The Pikes Peak event is staged annually, usually over the July 4th holiday but this year on the weekend prior. It features just about every kind of wheeled and powered vehicle, with motorcycles, sidecar outfits, quads, high performance showroom stock cars, super stock cars and open wheelers as well as the crowd-pleasing big rigs. It is run over the Pikes Peak Highway, a narrow road that snakes up through 156 corners from the start at 9,390 feet elevation to the summit at 14,110 feet. The road is closed for the one-day event, though practice runs in the week leading up to the race are held early in the morning over different sections of the road.

Track conditions at the start of the event, held June 30, promised record-setting runs. While Canepa succeeded in establishing a new record in the three-axle class, the absolute course record, established in 1994 by Rod Millen at 10 minutes 4.06 seconds driving a Toyota Celica SuperSport Turbo, was never seriously challenged. A major team effort by Suzuki, spearheaded by driver Nobuhiro "Monster" Tajima, was frustrated on race day by a broken shock absorber mount.

Earlier, the event was overshadowed by the death of Chandler Brunning of Colorado Springs, Colo., who ran off the road during practice in a freak accident. Despite the challenging nature of the course and the frightening drop-offs into oblivion, Chandler was only the third driver to die on the mountain in its 85 years of racing.

Despite his no-finish, Ryan still holds the record for big trucks on the famous Pike's Peak hill climb, with a time of 13 minutes 39.02 seconds, set last year in his Freightliner two-axle.

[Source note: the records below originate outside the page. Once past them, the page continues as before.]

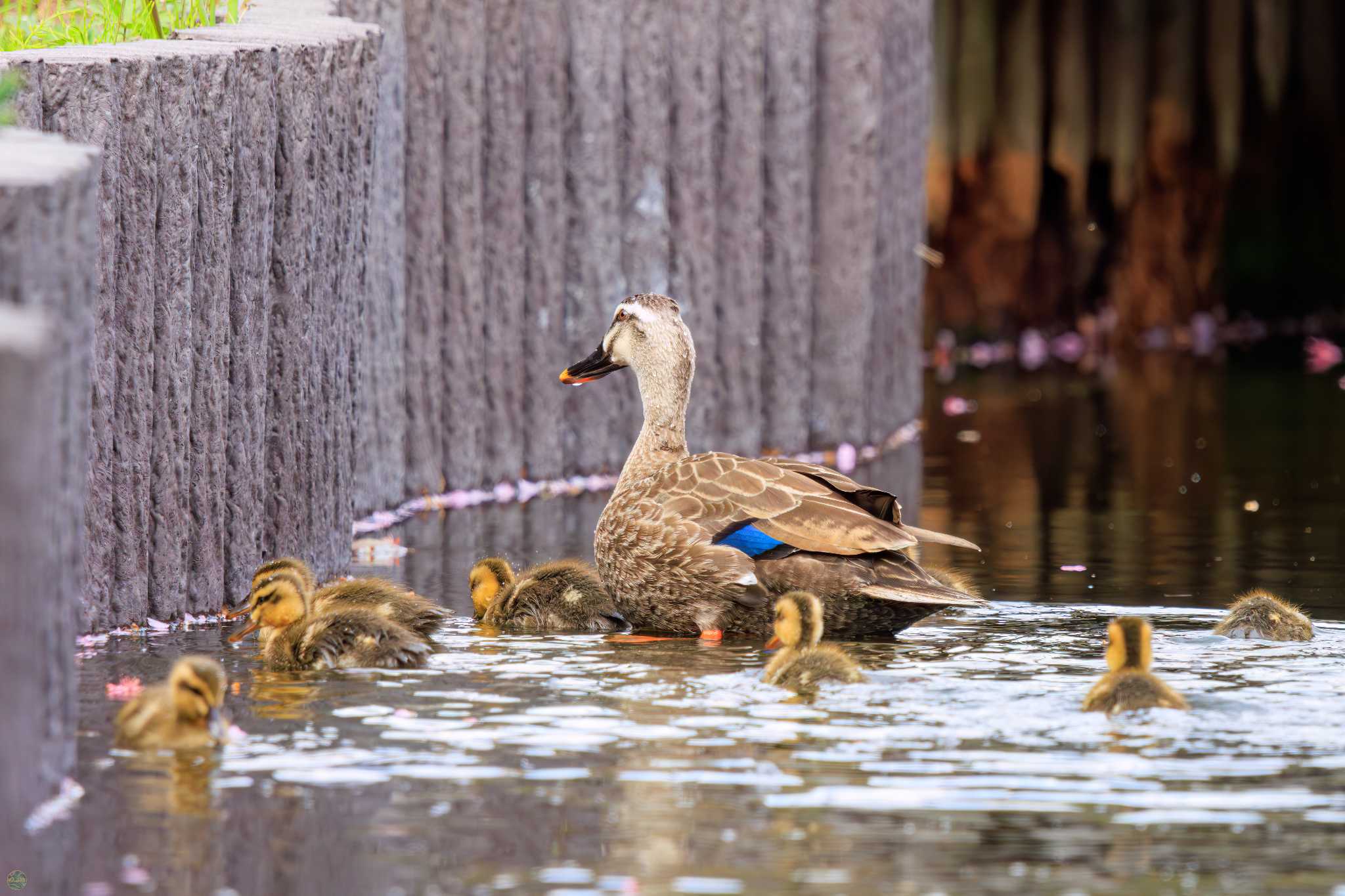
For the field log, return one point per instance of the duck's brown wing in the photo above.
(361, 639)
(876, 501)
(806, 512)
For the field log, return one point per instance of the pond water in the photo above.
(575, 765)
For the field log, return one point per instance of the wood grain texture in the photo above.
(791, 37)
(693, 184)
(505, 240)
(427, 110)
(894, 381)
(850, 89)
(546, 221)
(594, 278)
(740, 221)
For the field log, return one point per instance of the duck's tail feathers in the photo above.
(931, 594)
(938, 538)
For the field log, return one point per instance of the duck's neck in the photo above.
(663, 436)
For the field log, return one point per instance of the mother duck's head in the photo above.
(646, 335)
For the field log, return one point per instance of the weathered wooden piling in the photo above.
(49, 281)
(340, 264)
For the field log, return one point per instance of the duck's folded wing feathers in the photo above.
(720, 490)
(876, 501)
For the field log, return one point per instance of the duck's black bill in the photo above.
(594, 367)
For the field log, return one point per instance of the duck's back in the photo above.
(805, 670)
(1132, 689)
(386, 598)
(150, 720)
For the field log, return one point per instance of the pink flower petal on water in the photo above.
(1323, 355)
(124, 689)
(845, 457)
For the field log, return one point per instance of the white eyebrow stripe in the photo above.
(638, 312)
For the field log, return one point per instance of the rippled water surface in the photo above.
(576, 765)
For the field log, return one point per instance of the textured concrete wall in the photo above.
(341, 264)
(47, 291)
(232, 314)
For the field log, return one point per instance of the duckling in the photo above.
(1261, 614)
(795, 667)
(182, 714)
(386, 598)
(558, 595)
(1129, 684)
(343, 636)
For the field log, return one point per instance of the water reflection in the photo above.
(523, 763)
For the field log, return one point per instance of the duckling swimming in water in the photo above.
(550, 597)
(1129, 684)
(1261, 614)
(798, 616)
(182, 714)
(386, 598)
(343, 636)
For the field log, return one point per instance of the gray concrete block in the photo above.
(694, 45)
(791, 34)
(427, 30)
(545, 351)
(463, 351)
(381, 385)
(740, 221)
(38, 661)
(594, 277)
(505, 249)
(648, 116)
(849, 92)
(896, 382)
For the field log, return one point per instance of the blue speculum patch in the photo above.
(751, 540)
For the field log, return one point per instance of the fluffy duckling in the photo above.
(1130, 684)
(343, 636)
(798, 616)
(386, 598)
(1261, 614)
(182, 714)
(563, 595)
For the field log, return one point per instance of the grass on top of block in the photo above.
(37, 24)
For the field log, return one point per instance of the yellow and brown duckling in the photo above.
(1129, 684)
(803, 661)
(343, 636)
(389, 599)
(563, 595)
(182, 714)
(1261, 614)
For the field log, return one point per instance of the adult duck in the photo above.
(699, 543)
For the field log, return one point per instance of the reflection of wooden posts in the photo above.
(1070, 144)
(1121, 95)
(1224, 78)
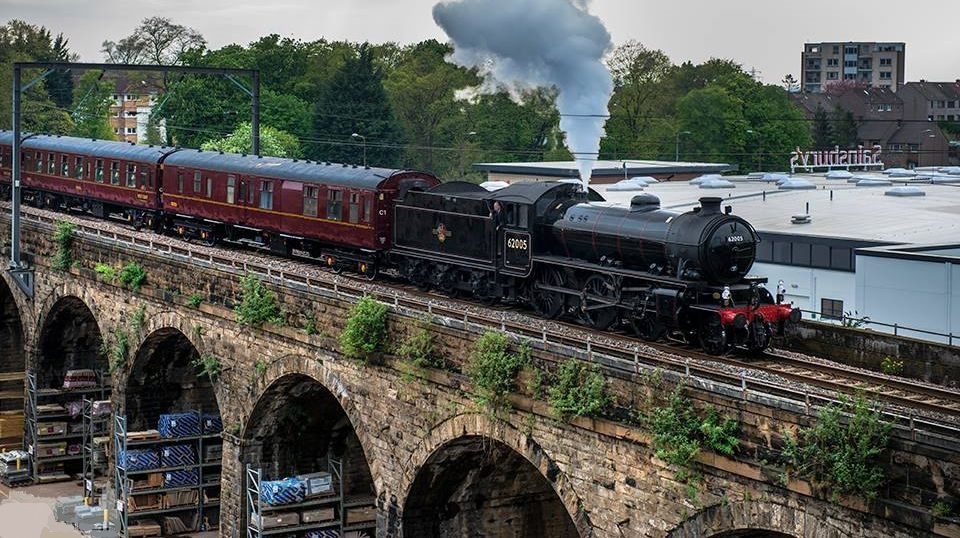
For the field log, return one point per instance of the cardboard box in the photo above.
(318, 515)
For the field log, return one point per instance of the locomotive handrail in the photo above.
(852, 322)
(625, 361)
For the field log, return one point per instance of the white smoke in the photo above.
(525, 44)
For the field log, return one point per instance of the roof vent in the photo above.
(644, 202)
(905, 191)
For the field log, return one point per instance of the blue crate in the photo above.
(179, 425)
(286, 491)
(181, 478)
(140, 459)
(212, 424)
(177, 455)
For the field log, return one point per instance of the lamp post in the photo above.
(364, 140)
(676, 152)
(920, 143)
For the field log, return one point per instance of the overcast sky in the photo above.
(766, 35)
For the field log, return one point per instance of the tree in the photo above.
(422, 89)
(273, 142)
(91, 108)
(356, 102)
(822, 129)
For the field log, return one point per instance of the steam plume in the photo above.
(524, 44)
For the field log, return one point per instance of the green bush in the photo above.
(418, 348)
(366, 329)
(843, 455)
(257, 305)
(578, 390)
(63, 236)
(679, 433)
(493, 368)
(132, 275)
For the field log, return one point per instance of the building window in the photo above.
(334, 205)
(231, 188)
(831, 309)
(310, 194)
(266, 195)
(354, 207)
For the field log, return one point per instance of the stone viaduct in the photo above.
(416, 440)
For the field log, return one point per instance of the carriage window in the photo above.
(266, 195)
(354, 207)
(310, 195)
(231, 188)
(334, 205)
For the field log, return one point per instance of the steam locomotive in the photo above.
(568, 253)
(563, 252)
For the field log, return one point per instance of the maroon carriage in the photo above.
(340, 213)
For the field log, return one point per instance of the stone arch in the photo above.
(13, 356)
(69, 335)
(316, 370)
(472, 427)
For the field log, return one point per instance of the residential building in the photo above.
(878, 65)
(932, 101)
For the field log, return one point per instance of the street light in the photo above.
(676, 153)
(364, 140)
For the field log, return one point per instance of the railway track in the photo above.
(939, 407)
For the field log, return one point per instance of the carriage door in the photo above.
(514, 239)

He was philosophical about his spin, joking later that he was trying to evade a spotted owl. But he commented "as disastrous as today was, it was filled with positives," referring to conversations between truck racers, trucking press and sponsor ZF on the upcoming Super Truck Racing Association of North America efforts to promote truck racing, starting at race tracks next year.

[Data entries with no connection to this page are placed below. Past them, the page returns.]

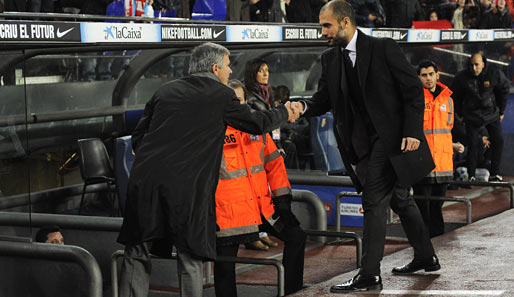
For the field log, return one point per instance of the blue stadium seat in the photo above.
(324, 144)
(122, 165)
(209, 10)
(132, 118)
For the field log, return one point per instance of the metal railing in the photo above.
(507, 185)
(59, 253)
(464, 200)
(319, 180)
(342, 234)
(256, 261)
(320, 215)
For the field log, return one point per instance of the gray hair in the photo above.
(205, 55)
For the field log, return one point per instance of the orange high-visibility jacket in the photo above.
(437, 125)
(251, 166)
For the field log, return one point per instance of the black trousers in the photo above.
(293, 259)
(381, 190)
(476, 146)
(431, 210)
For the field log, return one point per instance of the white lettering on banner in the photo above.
(23, 31)
(251, 33)
(502, 34)
(481, 35)
(383, 34)
(292, 33)
(311, 34)
(453, 35)
(300, 33)
(118, 32)
(351, 209)
(8, 31)
(42, 31)
(423, 35)
(189, 33)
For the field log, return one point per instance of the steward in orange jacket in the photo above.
(437, 126)
(254, 195)
(249, 164)
(254, 189)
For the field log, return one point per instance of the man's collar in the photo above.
(207, 74)
(352, 45)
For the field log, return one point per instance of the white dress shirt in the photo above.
(351, 47)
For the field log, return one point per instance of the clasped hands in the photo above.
(294, 110)
(410, 144)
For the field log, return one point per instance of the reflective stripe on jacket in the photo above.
(437, 125)
(251, 167)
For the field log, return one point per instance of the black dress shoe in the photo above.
(359, 283)
(431, 264)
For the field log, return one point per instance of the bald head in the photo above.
(339, 10)
(476, 64)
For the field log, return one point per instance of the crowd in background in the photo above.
(458, 14)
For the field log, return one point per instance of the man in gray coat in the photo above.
(178, 144)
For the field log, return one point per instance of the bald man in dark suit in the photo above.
(377, 101)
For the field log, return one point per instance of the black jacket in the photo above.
(178, 144)
(480, 99)
(393, 97)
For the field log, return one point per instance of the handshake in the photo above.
(294, 110)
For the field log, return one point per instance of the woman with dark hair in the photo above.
(256, 79)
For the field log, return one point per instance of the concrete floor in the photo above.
(476, 260)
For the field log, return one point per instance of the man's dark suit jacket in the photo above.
(393, 96)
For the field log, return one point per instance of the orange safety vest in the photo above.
(251, 166)
(437, 125)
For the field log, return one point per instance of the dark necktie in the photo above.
(347, 60)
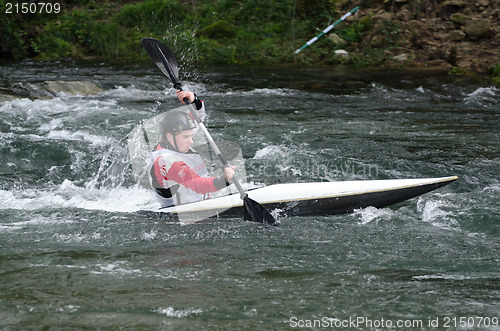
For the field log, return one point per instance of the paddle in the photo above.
(166, 62)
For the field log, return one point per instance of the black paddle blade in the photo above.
(162, 57)
(254, 211)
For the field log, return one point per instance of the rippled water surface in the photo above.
(81, 247)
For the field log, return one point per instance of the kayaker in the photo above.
(179, 174)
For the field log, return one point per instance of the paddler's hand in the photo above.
(229, 173)
(185, 94)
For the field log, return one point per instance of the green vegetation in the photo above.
(215, 31)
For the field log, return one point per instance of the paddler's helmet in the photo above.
(176, 121)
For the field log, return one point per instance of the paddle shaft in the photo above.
(211, 142)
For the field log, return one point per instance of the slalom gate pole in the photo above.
(327, 29)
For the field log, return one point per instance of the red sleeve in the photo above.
(181, 173)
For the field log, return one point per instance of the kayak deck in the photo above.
(322, 198)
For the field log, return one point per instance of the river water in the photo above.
(81, 248)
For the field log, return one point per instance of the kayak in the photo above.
(301, 199)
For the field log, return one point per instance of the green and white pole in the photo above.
(325, 31)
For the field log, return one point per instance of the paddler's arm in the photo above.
(200, 105)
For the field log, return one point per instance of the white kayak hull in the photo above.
(322, 198)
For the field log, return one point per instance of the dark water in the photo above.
(81, 248)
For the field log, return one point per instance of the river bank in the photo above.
(462, 37)
(80, 248)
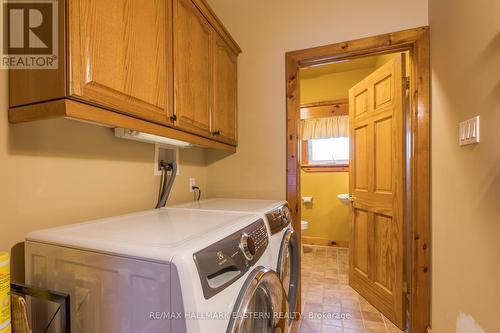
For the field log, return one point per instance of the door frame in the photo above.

Ryan's truck is a lightweight racer, powered by a V6 Mercedes-Benz truck engine, prepared to the same specifications as the European race series trucks. Englishman David Atkins, who runs a team campaigning a Mercedes Atego with the same engine, says they produce around 1,450 horsepower, though Ryan's is de-tuned to 1,250 for the altitude.

Atkins was over to see the Pikes Peak race, and commented that the performance from the OM501 LA engine is awesome, but the driveability is frightening. "It's all or nothing; the power comes in like you're throwing a switch," he said, underscoring the high level of skill Ryan shows driving in the conditions on Pikes Peak.

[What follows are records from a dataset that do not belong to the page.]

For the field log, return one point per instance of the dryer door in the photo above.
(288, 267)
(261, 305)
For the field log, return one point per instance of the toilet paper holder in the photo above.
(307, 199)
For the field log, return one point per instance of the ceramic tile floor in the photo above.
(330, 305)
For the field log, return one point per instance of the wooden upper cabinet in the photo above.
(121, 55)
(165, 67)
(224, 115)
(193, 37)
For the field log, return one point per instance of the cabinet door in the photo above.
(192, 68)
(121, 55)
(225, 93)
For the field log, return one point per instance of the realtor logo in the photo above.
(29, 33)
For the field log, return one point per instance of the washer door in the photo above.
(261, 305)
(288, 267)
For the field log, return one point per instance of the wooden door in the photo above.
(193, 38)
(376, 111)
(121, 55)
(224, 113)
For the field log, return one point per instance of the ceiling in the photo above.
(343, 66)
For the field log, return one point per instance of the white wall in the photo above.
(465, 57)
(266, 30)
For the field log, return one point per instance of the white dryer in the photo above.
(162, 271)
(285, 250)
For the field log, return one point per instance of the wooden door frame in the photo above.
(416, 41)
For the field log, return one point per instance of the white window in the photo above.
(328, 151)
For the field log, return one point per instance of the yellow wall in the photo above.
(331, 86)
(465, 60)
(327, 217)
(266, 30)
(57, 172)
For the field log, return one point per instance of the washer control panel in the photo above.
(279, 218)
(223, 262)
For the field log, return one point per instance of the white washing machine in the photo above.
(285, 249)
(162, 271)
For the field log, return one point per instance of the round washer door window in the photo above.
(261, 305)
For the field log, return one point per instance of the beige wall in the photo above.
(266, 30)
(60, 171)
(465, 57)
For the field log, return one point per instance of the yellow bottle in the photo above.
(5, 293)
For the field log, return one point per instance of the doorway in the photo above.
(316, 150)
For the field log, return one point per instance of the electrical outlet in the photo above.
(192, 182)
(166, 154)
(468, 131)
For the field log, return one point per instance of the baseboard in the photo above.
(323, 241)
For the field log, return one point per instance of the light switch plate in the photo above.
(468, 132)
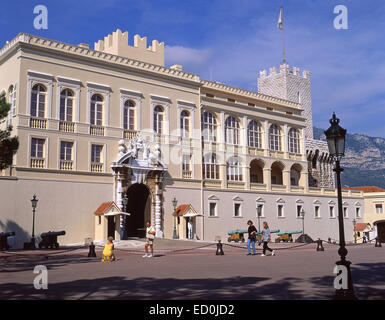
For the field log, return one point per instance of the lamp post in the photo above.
(354, 230)
(124, 202)
(174, 203)
(335, 137)
(259, 214)
(303, 225)
(34, 201)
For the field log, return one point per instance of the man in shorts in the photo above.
(150, 236)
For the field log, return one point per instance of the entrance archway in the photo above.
(139, 206)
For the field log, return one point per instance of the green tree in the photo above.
(8, 144)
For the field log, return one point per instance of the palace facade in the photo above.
(97, 126)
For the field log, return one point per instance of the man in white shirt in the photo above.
(150, 236)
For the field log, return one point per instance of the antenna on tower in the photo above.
(280, 26)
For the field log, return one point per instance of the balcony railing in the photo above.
(67, 126)
(186, 174)
(129, 134)
(97, 167)
(96, 130)
(66, 165)
(37, 163)
(38, 123)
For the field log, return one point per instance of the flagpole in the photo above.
(283, 40)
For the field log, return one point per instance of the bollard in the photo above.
(319, 245)
(219, 249)
(92, 252)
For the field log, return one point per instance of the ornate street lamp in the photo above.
(303, 225)
(174, 204)
(34, 201)
(124, 202)
(259, 214)
(354, 230)
(335, 137)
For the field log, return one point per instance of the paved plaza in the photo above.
(191, 270)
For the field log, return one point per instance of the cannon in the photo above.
(49, 239)
(259, 235)
(3, 239)
(286, 236)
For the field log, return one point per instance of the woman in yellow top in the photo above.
(108, 252)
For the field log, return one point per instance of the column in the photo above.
(285, 141)
(303, 145)
(119, 202)
(244, 135)
(267, 178)
(286, 179)
(246, 175)
(158, 207)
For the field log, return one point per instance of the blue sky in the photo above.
(231, 41)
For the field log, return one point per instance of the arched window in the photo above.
(232, 130)
(12, 100)
(66, 105)
(210, 167)
(129, 115)
(254, 133)
(97, 110)
(294, 141)
(275, 138)
(185, 124)
(209, 127)
(158, 119)
(234, 170)
(38, 98)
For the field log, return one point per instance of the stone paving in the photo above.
(191, 270)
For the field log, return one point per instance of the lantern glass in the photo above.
(125, 200)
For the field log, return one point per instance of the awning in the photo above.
(191, 214)
(115, 213)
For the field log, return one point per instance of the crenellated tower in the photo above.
(290, 84)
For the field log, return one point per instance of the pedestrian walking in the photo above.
(150, 236)
(266, 237)
(108, 251)
(252, 230)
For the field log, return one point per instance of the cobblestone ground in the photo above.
(191, 270)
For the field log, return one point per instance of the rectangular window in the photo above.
(379, 208)
(66, 150)
(237, 209)
(96, 153)
(213, 209)
(317, 212)
(186, 159)
(37, 148)
(299, 209)
(331, 212)
(280, 210)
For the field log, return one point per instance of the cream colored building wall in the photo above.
(371, 198)
(62, 205)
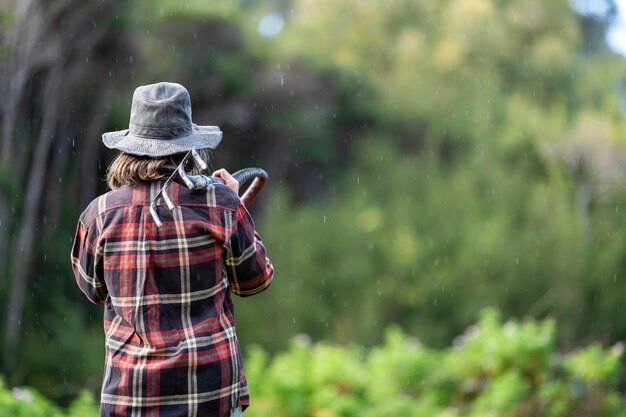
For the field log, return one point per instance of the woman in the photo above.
(171, 347)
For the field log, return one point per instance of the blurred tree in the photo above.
(58, 65)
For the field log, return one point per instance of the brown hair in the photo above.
(126, 169)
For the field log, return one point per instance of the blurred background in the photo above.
(427, 160)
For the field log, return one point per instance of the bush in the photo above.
(27, 402)
(494, 369)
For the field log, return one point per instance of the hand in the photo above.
(230, 182)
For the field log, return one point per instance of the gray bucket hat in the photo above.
(160, 124)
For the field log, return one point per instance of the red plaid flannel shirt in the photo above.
(171, 347)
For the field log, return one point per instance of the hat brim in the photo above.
(202, 137)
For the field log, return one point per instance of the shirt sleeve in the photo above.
(250, 271)
(87, 265)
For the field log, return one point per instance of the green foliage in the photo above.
(27, 402)
(427, 160)
(509, 369)
(495, 369)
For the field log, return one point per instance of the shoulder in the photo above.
(105, 202)
(226, 198)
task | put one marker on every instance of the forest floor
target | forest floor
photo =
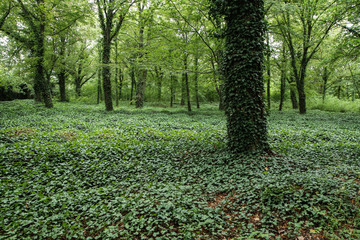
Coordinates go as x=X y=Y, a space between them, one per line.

Ryan is used to danger, though. His "day job" is driving as a stunt man and counts among his credits working on movies such as Terminator II, the currently showing Swordfish and upcoming Training Day. Ryan also drives the Freightliner speed-record truck known as "Joint Venture." Driving at Bonneville Salt Flats, he posted a speed of 206 mph in August 1999. He also holds the truck record for the Queenstown, New Zealand, Gold Rush hill climb, which is some ways is similar to Pikes Peak. That record was set last year using the same truck he drove at Pikes Peak.

Bruce Canepa is a long-time racer, too, though he may be more familiar to truckers for the customized race-car haulers and workshop trailers he has produced though his Canepa Designs business. The concept Kenworth W900 featured at the Mid-America Trucking Show this year was from his prototype design shop. Canepa is also a very experienced race driver, with successes in NASCAR Sportsmen and Super Modified, IMSA GT and Prototype and other race series.

He said that the changes to the Kenworth T2000 for this year meant he was within a few seconds of Ryan on each section during practices. The performance from the Caterpillar C-16, now pushing out 1,300 horsepower and 3,500 pounds-feet of torque, is great, but it also has a significant turbo lag, with little power to 1,600 rpm and a sudden rush thereafter as the turbo spools up. Like Ryan, he was running the ZF 5HP600 this year.
The 5-speed, fully automatic is a torque-converter transmission, which greatly eases driving up the mountain, Canepa says.

The event was covered for ESPN, and the Trucks/Big Rig segment is scheduled to air in late July, late August and early September.